The only way you could over carbonate the beer the way you did it would be if the temp was colder than you thought or the regulator is wrong. It could be a problem with a dip tube or poppet, or the line.
Still, the way you tested it is flawed.
I vented my keg last night and dialed down the pressure to 4psi and the beer seems to be serving pretty good today
By venting the keg you released some pressure, but overnight the gas will come out of the beer and you will have pressure in the keg again. You set the regulator to 4 psi, but that is not indicative of the pressure in the keg, just in the regulator. It's likely that all you did was remove some of the pressure in the keg, but it is probably still above 10 psi depending on how much beer is in it.

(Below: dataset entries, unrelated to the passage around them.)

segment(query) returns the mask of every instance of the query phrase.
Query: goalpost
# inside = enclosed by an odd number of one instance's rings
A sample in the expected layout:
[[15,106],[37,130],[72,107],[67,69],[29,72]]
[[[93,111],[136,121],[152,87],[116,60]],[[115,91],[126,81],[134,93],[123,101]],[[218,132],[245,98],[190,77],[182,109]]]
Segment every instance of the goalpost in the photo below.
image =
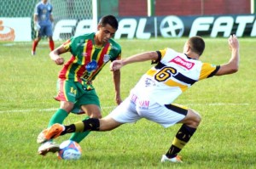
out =
[[94,31],[96,31],[98,22],[97,1],[98,0],[49,0],[53,6],[55,24],[61,20],[77,20],[75,26],[70,28],[73,29],[72,33],[62,33],[61,39],[67,39],[74,36],[78,21],[83,20],[91,20],[91,30]]
[[[55,25],[59,20],[91,20],[91,30],[96,31],[98,21],[97,3],[99,0],[48,0],[53,5],[53,16]],[[35,6],[41,0],[0,0],[0,18],[31,18],[32,37],[34,37],[32,17]],[[27,25],[29,26],[29,25]],[[73,31],[70,34],[61,34],[63,40],[74,36],[75,27],[73,25]],[[65,29],[65,28],[64,28]],[[82,32],[81,32],[82,33]]]

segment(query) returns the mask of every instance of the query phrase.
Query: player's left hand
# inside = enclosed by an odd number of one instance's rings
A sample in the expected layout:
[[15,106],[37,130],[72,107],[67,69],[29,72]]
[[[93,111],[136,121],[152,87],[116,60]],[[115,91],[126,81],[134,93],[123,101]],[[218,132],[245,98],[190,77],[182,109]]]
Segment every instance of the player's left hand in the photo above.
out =
[[119,70],[123,66],[122,60],[113,60],[110,64],[110,70],[115,71],[117,70]]
[[117,95],[115,96],[115,102],[118,105],[122,103],[122,101],[123,100],[120,96],[117,96]]

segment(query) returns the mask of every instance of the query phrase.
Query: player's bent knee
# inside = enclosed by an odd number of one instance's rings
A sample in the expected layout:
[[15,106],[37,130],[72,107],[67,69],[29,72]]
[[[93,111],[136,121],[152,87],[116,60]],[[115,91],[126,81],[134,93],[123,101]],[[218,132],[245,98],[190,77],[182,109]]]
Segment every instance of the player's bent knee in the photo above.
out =
[[201,121],[201,117],[196,111],[193,110],[189,110],[188,111],[188,121],[187,123],[192,127],[197,127]]

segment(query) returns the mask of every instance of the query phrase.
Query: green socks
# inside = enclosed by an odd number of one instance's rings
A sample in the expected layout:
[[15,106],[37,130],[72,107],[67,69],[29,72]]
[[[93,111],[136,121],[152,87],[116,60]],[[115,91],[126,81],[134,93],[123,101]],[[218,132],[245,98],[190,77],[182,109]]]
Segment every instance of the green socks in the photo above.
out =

My advice is to vent it and begin pouring immediately. It shouldn't pour at all without pressure, so then you start adding pressure until you like the pour. As it sits though, more gas will come out of solution so even if you like the pour at 8 psi you might not like it tomorrow if enough gas comes out of the beer and raises the pressure in the keg above that.
While you are doing it look at the lines - where does the foam start? If it is foaming coming out of the keg even at very low pressures then I'd lean toward the dip tube/poppet as the problem. If it is liquid in the line but foaming at or partway to the tap, it is most likely that there is too much pressure at the tap, meaning your line diameter/length isn't restrictive enough.
Once you know at what psi you like the pour you can vent the keg repeatedly to get it down and stable at that psi, or just extend your lines to make up for it.